Throughout the past week, the major indexes having been treading water, and today was no exception. The S&P 500, while peeking again into record territory, managed to eke out a weekly gain of 0.37%. During this session, we saw the index pump, dump, and pump again before fading into the close.

As was to be expected, yesterday’s poor CPI report was still on traders’ minds, with one technical analyst from Piper Sandler attempting to put a lipstick on that pig:

While the May CPI report came in above estimates, the market was not too surprised and digested the data as transitory for now, the Treasury market appeared to be in agreement with the temporary inflation outlook.

Sure, it was confusing to see the bond market’s lack of recognition of these inflationary trends yesterday, as yields were dropping instead of rising, which would have been a normal reaction. However, the power of the Fed’s resolve that these current tendencies are to be considered “transitory” is a view that pleases Wall Street and therefore has contributed to the continued ramp in equities and the plunge in bond yields.

While “growth” and “value” moved in sync today, for the week “growth” came out ahead, but YTD, “value” still remains the winner.

Over the past five trading days, bond yields collapsed the most in a year, as ZeroHedge pointed out, with the 10-year now reaching a level last seen the beginning of March. The US Dollar Index, after meandering all week, spiked sharply. That came as a surprise as lower yields usually pull the dollar down, but it goes to show you how much things are out of whack.
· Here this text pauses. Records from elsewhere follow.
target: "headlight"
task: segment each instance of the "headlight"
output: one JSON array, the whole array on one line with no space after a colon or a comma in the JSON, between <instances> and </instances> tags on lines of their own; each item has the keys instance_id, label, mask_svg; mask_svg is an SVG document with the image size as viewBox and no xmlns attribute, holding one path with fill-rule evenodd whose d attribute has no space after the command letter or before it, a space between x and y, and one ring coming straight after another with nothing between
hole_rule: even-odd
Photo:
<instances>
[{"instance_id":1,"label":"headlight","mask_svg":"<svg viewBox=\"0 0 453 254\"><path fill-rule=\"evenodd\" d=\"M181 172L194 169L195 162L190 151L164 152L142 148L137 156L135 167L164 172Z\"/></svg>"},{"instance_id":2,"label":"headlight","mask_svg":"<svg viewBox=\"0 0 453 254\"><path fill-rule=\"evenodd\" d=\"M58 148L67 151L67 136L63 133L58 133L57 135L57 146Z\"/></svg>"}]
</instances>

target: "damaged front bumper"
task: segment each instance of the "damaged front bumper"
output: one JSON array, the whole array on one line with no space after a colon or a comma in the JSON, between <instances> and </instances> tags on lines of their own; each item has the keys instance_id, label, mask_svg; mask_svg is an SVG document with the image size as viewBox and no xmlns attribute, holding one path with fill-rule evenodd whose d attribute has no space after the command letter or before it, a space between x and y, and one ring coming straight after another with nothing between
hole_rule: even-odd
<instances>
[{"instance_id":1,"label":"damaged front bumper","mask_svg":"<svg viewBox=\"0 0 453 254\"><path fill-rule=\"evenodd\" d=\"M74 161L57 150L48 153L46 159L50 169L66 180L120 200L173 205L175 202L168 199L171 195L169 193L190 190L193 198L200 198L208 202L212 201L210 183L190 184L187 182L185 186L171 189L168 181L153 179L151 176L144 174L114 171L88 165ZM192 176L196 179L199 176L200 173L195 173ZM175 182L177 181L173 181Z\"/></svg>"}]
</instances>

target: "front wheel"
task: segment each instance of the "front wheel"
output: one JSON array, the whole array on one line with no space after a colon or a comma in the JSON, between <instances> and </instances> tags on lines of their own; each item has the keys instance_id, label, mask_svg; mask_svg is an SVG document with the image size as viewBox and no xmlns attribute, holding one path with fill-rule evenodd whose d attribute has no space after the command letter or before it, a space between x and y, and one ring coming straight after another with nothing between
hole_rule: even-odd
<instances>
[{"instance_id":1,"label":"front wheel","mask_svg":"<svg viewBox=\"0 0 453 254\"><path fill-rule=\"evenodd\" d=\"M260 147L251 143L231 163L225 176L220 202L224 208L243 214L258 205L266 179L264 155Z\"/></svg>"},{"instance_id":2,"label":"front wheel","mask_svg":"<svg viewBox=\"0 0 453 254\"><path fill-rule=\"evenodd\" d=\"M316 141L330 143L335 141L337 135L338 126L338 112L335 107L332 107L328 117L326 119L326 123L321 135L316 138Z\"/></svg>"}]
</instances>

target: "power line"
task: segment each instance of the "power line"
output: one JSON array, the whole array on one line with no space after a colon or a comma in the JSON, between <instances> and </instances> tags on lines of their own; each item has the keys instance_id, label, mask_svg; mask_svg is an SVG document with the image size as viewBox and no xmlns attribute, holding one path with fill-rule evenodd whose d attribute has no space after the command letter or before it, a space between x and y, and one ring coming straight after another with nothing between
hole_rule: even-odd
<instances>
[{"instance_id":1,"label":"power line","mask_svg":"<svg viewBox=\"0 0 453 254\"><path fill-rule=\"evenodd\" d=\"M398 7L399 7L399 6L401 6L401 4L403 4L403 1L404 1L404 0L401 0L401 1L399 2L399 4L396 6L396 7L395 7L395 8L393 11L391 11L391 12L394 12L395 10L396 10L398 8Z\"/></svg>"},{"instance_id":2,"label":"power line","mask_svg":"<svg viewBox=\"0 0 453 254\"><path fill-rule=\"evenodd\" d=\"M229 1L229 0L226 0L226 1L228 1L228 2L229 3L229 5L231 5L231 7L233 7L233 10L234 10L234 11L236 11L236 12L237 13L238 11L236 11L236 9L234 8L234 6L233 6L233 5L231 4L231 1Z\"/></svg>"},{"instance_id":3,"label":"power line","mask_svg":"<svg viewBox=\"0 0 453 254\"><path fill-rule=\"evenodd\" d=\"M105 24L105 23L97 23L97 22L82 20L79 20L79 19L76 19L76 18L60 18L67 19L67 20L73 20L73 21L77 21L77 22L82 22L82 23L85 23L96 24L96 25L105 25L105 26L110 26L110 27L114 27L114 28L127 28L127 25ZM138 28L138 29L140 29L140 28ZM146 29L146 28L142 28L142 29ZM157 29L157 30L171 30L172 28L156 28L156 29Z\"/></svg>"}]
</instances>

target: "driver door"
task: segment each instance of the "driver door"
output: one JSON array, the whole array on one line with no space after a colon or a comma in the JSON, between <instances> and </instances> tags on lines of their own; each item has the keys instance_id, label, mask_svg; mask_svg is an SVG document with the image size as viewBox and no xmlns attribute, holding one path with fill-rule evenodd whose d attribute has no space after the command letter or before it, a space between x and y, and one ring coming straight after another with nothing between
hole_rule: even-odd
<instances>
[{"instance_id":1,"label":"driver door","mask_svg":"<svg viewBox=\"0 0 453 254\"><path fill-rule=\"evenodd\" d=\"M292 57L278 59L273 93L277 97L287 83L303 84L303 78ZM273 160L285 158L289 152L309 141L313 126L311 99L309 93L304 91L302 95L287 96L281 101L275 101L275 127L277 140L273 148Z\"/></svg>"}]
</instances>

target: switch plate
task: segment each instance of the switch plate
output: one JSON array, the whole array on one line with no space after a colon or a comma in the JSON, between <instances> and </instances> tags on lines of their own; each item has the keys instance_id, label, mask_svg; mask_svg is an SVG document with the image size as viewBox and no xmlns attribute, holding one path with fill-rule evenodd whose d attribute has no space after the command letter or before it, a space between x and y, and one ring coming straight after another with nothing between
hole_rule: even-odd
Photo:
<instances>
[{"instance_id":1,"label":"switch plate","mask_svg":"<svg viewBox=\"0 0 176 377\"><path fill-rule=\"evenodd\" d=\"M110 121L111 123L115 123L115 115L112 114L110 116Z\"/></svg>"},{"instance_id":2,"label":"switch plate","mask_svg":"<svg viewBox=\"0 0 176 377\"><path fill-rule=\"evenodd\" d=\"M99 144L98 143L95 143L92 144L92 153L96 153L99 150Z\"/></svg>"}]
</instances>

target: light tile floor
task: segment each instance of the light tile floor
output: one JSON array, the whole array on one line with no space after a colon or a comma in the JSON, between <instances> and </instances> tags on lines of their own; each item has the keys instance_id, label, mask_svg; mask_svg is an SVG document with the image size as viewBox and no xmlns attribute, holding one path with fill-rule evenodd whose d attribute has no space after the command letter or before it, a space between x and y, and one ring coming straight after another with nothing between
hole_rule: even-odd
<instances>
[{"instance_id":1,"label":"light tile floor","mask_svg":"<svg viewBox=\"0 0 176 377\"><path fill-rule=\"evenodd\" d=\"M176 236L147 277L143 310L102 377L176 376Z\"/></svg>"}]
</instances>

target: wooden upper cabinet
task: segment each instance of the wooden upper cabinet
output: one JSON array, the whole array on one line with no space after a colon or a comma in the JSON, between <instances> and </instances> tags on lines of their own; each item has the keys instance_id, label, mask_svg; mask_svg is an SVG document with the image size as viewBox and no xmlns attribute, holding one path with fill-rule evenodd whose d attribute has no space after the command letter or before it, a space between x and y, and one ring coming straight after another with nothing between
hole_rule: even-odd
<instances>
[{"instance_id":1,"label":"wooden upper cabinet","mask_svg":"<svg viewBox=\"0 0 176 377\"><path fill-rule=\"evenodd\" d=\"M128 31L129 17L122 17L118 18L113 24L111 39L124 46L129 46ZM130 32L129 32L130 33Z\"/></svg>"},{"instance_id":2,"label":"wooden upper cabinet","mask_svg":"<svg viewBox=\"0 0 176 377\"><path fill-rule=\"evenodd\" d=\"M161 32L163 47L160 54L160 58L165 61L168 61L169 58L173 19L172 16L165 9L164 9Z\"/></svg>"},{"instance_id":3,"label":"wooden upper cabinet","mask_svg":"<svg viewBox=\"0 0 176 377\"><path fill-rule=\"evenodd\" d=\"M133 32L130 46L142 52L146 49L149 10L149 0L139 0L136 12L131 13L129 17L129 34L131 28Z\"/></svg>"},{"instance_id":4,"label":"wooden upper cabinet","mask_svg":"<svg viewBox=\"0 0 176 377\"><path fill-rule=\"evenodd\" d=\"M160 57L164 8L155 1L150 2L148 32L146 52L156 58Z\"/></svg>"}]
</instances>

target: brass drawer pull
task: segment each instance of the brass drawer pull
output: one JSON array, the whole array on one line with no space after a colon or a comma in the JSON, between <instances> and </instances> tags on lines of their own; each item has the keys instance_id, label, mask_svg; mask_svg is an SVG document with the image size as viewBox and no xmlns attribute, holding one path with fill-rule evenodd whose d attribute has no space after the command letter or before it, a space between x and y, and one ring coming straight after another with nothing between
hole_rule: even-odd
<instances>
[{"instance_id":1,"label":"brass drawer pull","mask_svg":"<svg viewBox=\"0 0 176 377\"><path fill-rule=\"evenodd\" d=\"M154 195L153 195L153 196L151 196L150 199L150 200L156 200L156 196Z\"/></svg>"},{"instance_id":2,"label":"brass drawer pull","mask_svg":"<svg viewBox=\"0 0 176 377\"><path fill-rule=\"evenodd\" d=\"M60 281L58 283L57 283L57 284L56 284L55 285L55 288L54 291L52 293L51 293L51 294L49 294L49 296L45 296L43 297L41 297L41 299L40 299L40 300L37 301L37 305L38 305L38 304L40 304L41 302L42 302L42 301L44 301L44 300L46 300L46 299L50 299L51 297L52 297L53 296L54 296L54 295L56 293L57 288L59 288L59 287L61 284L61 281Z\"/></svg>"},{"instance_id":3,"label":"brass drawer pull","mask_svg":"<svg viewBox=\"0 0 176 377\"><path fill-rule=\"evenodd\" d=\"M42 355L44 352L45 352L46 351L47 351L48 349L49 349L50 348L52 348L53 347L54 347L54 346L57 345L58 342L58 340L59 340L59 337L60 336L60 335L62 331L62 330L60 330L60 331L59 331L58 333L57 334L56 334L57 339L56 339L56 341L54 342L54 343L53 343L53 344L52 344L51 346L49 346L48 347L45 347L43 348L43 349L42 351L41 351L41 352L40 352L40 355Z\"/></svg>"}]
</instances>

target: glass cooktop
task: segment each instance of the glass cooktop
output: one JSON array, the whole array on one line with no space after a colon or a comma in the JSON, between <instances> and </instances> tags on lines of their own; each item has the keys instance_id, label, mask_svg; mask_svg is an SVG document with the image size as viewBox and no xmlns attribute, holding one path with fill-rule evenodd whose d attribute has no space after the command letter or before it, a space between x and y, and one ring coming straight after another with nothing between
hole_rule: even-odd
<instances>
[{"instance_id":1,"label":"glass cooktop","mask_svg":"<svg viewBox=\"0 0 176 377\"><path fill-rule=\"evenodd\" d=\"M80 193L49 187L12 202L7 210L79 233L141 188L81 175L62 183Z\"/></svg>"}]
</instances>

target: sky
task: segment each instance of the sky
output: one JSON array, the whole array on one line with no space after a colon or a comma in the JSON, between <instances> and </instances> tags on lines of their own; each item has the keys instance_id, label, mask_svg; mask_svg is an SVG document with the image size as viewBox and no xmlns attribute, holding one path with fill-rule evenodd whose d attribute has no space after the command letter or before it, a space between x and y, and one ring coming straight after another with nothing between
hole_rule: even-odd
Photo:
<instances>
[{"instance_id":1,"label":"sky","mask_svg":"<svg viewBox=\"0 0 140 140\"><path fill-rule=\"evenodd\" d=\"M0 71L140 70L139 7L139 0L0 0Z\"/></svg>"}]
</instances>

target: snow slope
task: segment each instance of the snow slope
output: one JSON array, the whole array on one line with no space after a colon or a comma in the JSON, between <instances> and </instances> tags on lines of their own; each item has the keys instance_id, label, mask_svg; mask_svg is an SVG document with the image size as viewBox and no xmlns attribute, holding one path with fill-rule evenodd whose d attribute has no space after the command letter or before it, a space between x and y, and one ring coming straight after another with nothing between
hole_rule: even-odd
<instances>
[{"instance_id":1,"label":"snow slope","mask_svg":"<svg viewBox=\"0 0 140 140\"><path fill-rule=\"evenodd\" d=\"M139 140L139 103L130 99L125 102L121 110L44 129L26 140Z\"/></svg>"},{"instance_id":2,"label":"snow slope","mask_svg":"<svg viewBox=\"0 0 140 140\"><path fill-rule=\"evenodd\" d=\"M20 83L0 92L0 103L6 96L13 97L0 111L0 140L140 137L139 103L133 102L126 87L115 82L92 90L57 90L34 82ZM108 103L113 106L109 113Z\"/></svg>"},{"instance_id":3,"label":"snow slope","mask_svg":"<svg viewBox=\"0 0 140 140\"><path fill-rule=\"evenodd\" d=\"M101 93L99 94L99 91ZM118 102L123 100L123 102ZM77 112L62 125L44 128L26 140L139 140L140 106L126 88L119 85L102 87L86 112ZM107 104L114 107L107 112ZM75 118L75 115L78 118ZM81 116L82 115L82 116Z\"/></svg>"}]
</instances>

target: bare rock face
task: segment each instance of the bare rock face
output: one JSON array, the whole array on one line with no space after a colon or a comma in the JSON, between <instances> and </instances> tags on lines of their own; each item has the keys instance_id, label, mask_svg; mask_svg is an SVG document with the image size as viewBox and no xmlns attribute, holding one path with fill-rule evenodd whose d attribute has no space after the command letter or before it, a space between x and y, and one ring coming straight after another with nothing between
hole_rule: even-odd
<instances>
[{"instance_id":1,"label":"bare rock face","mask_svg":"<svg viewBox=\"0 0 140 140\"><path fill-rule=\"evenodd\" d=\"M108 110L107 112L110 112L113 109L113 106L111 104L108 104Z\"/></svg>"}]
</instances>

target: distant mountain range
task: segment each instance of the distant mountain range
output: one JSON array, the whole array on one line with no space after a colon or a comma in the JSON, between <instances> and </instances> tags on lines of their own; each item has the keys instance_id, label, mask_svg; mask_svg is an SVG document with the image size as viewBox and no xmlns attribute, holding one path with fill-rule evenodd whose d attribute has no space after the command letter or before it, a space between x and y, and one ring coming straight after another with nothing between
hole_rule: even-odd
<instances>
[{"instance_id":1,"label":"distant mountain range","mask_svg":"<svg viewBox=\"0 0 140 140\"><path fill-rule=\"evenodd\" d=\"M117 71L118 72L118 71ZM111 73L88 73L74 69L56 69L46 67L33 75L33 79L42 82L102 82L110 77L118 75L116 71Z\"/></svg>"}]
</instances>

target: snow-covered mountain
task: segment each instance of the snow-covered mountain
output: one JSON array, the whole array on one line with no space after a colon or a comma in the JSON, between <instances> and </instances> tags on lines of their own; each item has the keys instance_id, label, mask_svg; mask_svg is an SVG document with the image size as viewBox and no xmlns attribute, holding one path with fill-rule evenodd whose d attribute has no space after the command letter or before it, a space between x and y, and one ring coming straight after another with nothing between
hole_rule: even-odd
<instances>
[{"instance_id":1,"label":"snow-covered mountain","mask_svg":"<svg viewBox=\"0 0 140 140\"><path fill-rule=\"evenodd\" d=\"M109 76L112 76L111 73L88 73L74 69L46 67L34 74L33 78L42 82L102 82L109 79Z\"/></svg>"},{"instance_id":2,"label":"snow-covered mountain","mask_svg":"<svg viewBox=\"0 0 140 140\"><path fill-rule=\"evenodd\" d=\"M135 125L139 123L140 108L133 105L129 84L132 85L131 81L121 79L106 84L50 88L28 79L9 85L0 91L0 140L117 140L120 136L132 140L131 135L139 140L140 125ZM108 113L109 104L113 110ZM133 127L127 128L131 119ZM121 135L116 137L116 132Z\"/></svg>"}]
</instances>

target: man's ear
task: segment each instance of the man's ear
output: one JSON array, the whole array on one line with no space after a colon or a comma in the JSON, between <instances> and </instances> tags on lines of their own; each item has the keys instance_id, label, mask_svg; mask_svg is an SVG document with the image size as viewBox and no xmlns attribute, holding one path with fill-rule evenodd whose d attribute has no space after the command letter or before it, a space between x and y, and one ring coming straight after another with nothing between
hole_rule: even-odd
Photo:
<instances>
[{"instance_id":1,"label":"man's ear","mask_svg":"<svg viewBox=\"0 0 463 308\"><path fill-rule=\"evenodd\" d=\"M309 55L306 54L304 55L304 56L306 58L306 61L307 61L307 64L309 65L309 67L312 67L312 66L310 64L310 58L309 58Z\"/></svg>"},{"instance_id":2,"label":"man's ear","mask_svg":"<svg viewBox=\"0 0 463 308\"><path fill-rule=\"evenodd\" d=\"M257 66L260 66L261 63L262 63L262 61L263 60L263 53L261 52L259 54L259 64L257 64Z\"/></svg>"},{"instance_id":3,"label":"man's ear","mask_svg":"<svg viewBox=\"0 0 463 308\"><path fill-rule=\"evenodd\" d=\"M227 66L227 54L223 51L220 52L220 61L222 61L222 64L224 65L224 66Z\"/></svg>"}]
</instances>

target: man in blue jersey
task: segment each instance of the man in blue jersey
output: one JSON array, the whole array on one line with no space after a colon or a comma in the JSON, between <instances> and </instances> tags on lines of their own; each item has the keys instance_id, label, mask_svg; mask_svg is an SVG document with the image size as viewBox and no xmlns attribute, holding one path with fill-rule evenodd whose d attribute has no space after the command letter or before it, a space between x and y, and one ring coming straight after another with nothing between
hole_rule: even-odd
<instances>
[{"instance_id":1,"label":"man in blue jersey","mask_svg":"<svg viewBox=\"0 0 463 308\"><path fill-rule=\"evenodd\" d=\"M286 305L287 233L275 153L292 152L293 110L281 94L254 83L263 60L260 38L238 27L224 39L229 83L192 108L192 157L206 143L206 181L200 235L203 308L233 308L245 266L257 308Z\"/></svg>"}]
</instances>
The fallout from the dollar’s surge was Gold, which got slammed by almost 1% with the precious metal again losing its $1,900 level.

Assisting the S&P 500 in making new highs is the fact that the Fed’s balance sheet continues to expand. It has reached almost $8 trillion this week, for the first time ever, and has basically doubled since the pandemic panic response, as ZeroHedge pointed out:

And this reckless monetary expansion continues to go on, despite the collapse of Covid, leaving me pondering “what’s next?